Peripheral immune–redox signatures associate with cortical network alterations in anhedonic depression
摘要
Anhedonia is a core feature of major depressive disorder (MDD), yet links between peripheral molecular signatures and cortical network architecture remain poorly defined. We enrolled 210 participants, including 56 unmedicated MDD patients with high-anhedonia (HA), 61 with low-anhedonia (LA), and 93 healthy controls (HC). Morphometric similarity networks (MSNs) from structural MRI were compared between HA and LA. MSNs index individual-level network organization by quantifying inter-regional morphometric similarity. Regional MSN patterns were linked to Allen Human Brain Atlas using Spearman correlations with spin tests and a multi-K stability screen. Whole-blood RNA-seq (n = 199) was integrated with MSN features via sparse partial least squares–canonical correlation (sPLS-C), with key blood analyses repeated after leukocyte-composition adjustment. Gene Ontology over-representation and MAGMA gene-level analyses provided pathway context. HA showed greater MSN integration than LA, particularly within default-mode and somatomotor networks. MSN maps were negatively correlated with dopamine-transporter and kappa-opioid-receptor densities.
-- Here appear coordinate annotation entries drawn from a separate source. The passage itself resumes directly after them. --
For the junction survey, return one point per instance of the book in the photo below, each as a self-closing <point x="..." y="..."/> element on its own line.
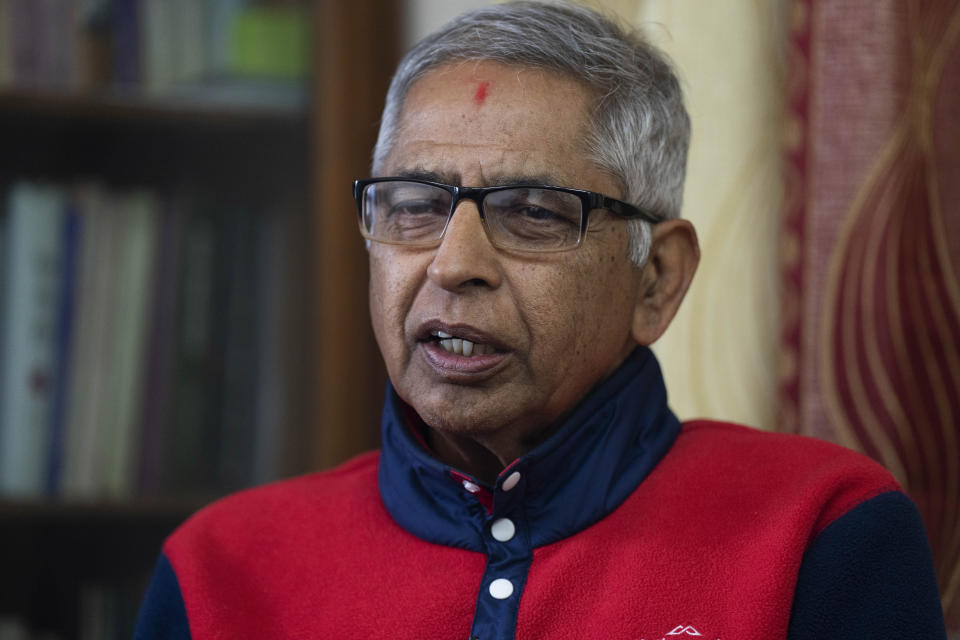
<point x="126" y="25"/>
<point x="190" y="438"/>
<point x="239" y="326"/>
<point x="124" y="373"/>
<point x="88" y="393"/>
<point x="157" y="407"/>
<point x="6" y="48"/>
<point x="28" y="335"/>
<point x="64" y="343"/>
<point x="272" y="41"/>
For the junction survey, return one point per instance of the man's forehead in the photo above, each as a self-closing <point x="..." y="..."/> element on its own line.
<point x="496" y="177"/>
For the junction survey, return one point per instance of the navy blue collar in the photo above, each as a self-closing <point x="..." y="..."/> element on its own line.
<point x="581" y="473"/>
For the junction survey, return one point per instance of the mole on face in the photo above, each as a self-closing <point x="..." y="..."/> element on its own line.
<point x="481" y="95"/>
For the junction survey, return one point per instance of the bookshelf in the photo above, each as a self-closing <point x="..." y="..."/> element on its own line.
<point x="291" y="155"/>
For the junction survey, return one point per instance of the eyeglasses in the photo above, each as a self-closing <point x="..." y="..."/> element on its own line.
<point x="534" y="218"/>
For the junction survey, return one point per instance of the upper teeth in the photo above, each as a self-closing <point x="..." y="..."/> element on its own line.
<point x="461" y="346"/>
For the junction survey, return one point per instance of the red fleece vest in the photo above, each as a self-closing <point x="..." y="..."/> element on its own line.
<point x="708" y="546"/>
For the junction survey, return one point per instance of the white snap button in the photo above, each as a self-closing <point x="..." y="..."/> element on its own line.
<point x="501" y="588"/>
<point x="503" y="529"/>
<point x="511" y="481"/>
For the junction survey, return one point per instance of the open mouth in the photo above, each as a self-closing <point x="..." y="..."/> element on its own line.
<point x="460" y="346"/>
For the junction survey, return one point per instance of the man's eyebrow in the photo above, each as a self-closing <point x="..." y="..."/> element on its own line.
<point x="496" y="180"/>
<point x="432" y="176"/>
<point x="506" y="180"/>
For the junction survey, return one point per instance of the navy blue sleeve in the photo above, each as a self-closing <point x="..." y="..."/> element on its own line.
<point x="869" y="574"/>
<point x="162" y="614"/>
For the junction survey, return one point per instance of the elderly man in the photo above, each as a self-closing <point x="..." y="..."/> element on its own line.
<point x="525" y="248"/>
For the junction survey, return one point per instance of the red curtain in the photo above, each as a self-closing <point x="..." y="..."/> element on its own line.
<point x="871" y="247"/>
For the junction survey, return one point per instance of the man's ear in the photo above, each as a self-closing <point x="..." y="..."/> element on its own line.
<point x="665" y="278"/>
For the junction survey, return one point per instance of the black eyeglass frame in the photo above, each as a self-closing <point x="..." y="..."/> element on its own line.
<point x="589" y="201"/>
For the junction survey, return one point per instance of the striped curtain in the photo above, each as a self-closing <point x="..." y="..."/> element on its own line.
<point x="870" y="344"/>
<point x="824" y="181"/>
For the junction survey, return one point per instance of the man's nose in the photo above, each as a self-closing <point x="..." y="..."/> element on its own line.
<point x="465" y="256"/>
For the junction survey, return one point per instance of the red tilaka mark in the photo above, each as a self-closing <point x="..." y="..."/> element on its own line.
<point x="481" y="95"/>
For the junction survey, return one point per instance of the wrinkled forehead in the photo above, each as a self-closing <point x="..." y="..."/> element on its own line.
<point x="499" y="113"/>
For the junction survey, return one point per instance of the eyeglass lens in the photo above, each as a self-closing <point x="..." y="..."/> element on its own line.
<point x="524" y="218"/>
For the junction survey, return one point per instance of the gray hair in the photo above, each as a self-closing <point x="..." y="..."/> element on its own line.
<point x="639" y="130"/>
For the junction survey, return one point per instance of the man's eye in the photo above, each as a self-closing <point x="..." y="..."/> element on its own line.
<point x="417" y="208"/>
<point x="533" y="212"/>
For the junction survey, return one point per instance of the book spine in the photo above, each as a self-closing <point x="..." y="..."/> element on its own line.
<point x="28" y="336"/>
<point x="64" y="333"/>
<point x="126" y="43"/>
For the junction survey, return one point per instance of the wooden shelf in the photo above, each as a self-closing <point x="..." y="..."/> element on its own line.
<point x="206" y="107"/>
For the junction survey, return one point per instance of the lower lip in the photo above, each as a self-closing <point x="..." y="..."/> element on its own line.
<point x="460" y="368"/>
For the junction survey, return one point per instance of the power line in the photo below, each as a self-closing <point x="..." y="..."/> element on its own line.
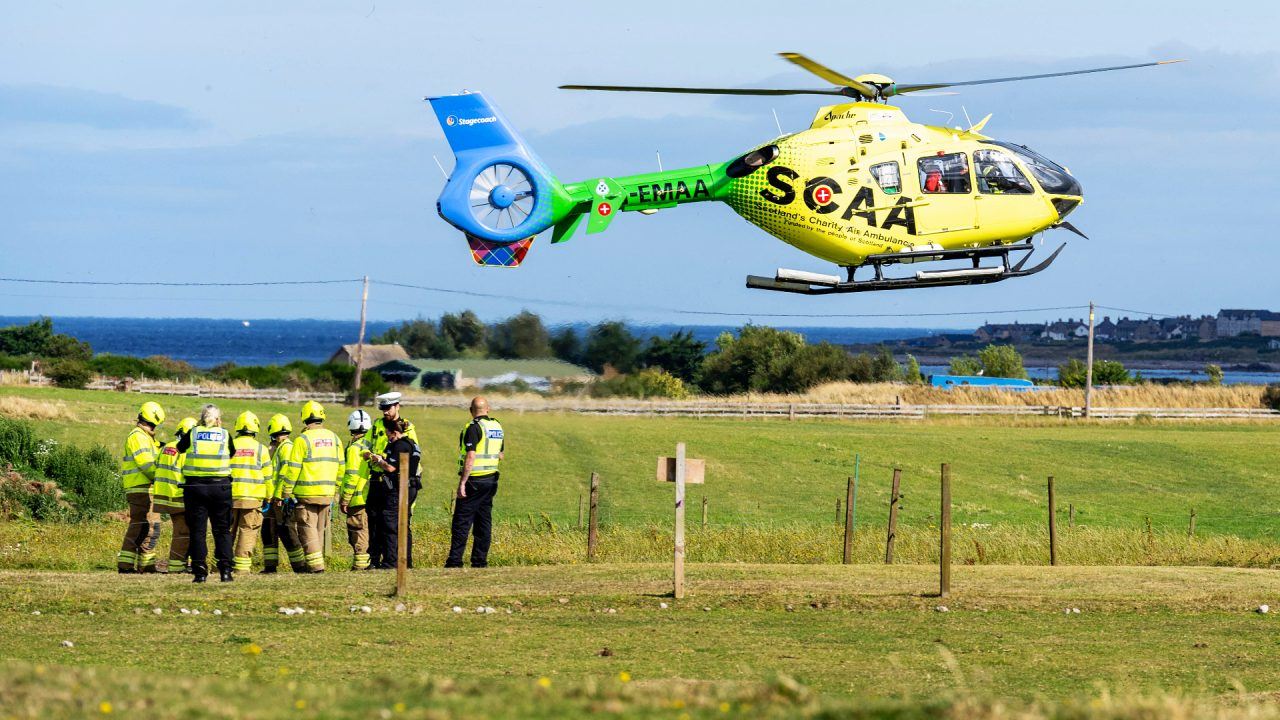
<point x="135" y="283"/>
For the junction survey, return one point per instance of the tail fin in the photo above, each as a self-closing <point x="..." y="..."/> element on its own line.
<point x="499" y="190"/>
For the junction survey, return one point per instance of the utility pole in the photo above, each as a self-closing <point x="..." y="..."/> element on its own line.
<point x="1088" y="369"/>
<point x="360" y="346"/>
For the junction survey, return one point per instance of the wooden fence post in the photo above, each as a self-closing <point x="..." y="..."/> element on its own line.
<point x="593" y="516"/>
<point x="892" y="515"/>
<point x="945" y="542"/>
<point x="402" y="524"/>
<point x="679" y="555"/>
<point x="1052" y="524"/>
<point x="849" y="523"/>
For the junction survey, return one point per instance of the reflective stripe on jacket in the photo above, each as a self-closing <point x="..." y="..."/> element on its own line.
<point x="138" y="461"/>
<point x="355" y="481"/>
<point x="279" y="461"/>
<point x="488" y="450"/>
<point x="209" y="455"/>
<point x="251" y="469"/>
<point x="167" y="490"/>
<point x="378" y="436"/>
<point x="315" y="465"/>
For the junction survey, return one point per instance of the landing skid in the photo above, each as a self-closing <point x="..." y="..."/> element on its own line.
<point x="814" y="283"/>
Imaging-derived gene associations were enriched for regulation of Toll-like-receptor-3 signaling. In blood, sPLS-C revealed coupling between MSN features and a transcriptomic signature enriched for T-cell activation/differentiation and lymphocyte-apoptosis pathways. After composition adjustment, the pre-specified blood signature did not differ between HA and LA, indicating that between-group differences were largely composition-driven. As supportive genetic context, over-representation on MAGMA FDR-significant genes suggested protocadherin-mediated homophilic adhesion. Peripheral immune–redox pathway enrichment aligns with anhedonia-related cortical network alterations, whereas between-group blood differences are chiefly composition-driven. Adjusting for blood-cell composition is essential, this multimodal framework nominates immune-modulatory/redox targets and synaptic-adhesion biology for precision stratification and intervention.